George M. Hill was a bookbinder in Chicago as early as 1880. In 1898 he started his own publishing firm. At first he concentrated on the steady market for reprints of books, rather than the riskier trade in new books. Yet Hill soon branched out, primarily with the work of local author Baum, starting with his Father Goose in 1899. (The cautious Hill required Baum and illustrator W. W. Denslow to pay some of the costs of that initial project.) With the success of Father Goose, the Hill company issued an abundant supply of Baum's output:
- The Army Alphabet (1900)
- The Navy Alphabet (1900)
- The Songs of Father Goose (1900)
- The Wonderful Wizard of Oz (1900)
- American Fairy Tales (1901)
- Dot and Tot of Merryland (1901)
Yet the firm remained in business for only three years. in February 1902 the company was forced into receivership.
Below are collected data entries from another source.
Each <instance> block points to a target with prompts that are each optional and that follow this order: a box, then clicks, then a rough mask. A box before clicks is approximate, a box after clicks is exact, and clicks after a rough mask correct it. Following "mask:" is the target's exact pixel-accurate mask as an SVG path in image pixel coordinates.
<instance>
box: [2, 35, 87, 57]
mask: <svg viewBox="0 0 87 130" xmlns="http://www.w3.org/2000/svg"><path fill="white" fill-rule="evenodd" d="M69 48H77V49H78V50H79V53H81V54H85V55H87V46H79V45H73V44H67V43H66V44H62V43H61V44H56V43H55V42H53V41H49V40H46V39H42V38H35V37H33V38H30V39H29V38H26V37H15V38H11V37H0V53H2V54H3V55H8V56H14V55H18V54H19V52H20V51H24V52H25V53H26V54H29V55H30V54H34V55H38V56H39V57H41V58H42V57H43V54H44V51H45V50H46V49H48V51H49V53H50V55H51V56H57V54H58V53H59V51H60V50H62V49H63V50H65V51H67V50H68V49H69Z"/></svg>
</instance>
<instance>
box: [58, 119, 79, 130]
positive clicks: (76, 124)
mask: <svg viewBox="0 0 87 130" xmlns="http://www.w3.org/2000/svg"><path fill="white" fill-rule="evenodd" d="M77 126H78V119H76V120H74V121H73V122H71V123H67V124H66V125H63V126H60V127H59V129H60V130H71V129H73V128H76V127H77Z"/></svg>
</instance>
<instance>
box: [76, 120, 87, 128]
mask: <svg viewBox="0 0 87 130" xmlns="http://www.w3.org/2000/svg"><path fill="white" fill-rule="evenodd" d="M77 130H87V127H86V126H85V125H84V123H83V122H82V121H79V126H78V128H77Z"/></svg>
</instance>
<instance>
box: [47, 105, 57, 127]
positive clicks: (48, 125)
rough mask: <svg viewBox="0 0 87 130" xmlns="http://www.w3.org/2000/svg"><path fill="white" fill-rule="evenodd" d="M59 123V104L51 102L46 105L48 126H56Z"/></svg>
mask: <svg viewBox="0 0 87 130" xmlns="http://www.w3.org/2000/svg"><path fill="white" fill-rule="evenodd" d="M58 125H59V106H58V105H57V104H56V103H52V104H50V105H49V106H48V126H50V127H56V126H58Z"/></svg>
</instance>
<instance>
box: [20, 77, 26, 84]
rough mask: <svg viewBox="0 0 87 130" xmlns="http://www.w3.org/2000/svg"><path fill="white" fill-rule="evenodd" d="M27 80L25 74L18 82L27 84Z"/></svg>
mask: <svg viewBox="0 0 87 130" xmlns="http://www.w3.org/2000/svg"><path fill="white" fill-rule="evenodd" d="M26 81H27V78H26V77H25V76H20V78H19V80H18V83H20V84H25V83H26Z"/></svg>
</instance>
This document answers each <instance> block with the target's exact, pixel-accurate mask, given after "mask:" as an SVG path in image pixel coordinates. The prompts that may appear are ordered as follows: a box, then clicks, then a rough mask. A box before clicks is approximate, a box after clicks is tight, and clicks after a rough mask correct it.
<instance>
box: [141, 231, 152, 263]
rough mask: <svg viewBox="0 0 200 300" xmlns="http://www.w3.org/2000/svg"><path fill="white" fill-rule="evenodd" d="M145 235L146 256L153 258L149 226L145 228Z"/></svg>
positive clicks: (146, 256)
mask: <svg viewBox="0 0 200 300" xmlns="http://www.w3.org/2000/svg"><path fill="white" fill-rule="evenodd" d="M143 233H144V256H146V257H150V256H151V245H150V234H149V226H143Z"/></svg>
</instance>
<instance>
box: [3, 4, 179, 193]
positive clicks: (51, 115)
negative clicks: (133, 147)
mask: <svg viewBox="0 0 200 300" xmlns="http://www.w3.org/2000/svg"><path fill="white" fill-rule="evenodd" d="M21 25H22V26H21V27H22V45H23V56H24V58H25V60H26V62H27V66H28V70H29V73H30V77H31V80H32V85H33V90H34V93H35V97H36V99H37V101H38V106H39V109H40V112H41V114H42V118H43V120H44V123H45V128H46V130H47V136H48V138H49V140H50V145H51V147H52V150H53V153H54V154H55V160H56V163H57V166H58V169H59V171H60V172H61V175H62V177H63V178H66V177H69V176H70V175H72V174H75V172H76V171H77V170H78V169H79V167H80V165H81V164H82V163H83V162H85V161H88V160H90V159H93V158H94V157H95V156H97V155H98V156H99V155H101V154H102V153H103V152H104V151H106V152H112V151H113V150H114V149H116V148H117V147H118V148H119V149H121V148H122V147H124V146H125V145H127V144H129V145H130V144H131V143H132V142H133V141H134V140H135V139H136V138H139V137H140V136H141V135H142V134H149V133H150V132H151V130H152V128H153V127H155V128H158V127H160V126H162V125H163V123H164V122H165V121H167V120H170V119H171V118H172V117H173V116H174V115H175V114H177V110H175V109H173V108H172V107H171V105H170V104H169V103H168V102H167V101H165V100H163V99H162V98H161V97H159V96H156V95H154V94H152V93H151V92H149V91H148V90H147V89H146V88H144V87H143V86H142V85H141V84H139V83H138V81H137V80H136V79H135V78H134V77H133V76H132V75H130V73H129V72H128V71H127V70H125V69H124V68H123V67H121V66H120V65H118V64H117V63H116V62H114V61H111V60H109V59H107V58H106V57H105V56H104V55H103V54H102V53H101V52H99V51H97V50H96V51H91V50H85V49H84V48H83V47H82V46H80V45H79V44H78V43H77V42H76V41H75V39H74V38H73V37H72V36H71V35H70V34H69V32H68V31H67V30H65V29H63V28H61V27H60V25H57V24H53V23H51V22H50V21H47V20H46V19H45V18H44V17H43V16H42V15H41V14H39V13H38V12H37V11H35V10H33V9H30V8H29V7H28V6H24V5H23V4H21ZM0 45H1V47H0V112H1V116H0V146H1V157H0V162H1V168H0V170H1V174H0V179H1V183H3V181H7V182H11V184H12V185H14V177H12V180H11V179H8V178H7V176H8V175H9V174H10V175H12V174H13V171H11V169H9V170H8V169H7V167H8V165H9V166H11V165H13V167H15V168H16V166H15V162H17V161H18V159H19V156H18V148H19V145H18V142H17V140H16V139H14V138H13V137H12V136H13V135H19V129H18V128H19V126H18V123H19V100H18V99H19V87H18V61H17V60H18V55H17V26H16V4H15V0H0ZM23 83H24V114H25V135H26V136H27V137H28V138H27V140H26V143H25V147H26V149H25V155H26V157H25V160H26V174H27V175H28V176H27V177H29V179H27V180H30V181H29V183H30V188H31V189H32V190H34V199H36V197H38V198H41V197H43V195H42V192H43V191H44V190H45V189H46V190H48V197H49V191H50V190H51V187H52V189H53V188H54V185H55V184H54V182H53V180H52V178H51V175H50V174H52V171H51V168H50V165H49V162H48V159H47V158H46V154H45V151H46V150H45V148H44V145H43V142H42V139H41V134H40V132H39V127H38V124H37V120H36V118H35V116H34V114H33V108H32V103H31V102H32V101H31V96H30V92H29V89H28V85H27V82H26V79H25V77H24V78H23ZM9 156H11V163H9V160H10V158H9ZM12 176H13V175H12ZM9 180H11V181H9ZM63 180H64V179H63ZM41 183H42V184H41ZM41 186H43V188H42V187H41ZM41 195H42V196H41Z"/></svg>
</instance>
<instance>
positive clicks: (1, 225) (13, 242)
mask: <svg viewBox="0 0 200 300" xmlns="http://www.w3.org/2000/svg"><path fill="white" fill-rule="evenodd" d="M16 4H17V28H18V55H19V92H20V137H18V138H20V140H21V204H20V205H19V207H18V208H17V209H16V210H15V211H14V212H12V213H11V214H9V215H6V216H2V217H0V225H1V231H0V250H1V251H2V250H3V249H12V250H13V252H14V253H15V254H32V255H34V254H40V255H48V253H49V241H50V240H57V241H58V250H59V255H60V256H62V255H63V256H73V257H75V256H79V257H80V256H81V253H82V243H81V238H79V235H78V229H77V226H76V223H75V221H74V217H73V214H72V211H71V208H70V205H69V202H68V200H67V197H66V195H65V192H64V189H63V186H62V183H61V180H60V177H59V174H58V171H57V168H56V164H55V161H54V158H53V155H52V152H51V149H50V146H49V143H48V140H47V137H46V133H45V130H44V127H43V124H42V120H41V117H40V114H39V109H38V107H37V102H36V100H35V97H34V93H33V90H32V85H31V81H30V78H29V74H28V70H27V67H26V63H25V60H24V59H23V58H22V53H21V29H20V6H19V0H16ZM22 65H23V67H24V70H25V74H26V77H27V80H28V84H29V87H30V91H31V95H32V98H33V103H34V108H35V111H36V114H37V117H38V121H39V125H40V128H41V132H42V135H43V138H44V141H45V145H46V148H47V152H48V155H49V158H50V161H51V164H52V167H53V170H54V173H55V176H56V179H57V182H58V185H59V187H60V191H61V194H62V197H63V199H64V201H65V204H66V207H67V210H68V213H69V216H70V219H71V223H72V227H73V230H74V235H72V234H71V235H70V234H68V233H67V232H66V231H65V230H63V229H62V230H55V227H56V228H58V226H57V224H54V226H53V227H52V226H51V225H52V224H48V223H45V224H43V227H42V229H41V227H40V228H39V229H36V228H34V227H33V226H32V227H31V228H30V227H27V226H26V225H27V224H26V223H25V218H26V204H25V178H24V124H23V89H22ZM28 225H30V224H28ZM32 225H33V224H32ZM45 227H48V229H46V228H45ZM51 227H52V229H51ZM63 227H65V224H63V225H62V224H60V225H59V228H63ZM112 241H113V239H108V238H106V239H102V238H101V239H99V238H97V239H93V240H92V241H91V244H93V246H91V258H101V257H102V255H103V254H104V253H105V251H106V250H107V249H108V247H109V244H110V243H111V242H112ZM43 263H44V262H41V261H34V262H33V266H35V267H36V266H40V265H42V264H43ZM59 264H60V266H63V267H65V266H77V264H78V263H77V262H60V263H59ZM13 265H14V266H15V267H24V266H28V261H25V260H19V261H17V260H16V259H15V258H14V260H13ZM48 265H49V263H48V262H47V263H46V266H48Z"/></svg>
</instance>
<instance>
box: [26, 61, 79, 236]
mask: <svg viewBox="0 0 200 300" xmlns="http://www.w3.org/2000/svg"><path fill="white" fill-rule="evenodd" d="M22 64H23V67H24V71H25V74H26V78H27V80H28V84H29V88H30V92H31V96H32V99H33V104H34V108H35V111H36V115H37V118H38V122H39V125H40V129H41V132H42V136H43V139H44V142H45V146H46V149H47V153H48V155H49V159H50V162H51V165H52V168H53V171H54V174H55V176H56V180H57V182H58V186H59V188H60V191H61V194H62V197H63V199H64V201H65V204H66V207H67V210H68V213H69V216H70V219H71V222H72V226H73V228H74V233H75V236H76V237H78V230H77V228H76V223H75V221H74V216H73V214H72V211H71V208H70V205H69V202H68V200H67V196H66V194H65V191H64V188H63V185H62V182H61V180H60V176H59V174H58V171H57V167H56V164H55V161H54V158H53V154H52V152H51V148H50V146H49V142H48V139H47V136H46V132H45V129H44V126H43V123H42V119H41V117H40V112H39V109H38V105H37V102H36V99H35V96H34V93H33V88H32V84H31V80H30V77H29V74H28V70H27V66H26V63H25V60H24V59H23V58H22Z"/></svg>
This was not particularly unusual in the rough-and-tumble world of Chicago publishing: Baum's first book, Mother Goose in Prose, was issued in 1897 by the prestigious local firm of Way & Williams, which itself remained in business for only three years (1895–98).
After the Hill company went bankrupt, the rights to some Baum books, including Wonderful Wizard and American Fairy tales, were purchased by Bowen-Merrill.
George Hill returned to the bookbinding business after his sojourn in publishing. It seems ironic that one of the books the Hill company issued during its brief existence was J. S. Chamberlain's Makers of Millions: or the Marvelous Success of America's Self-Made Men (1899).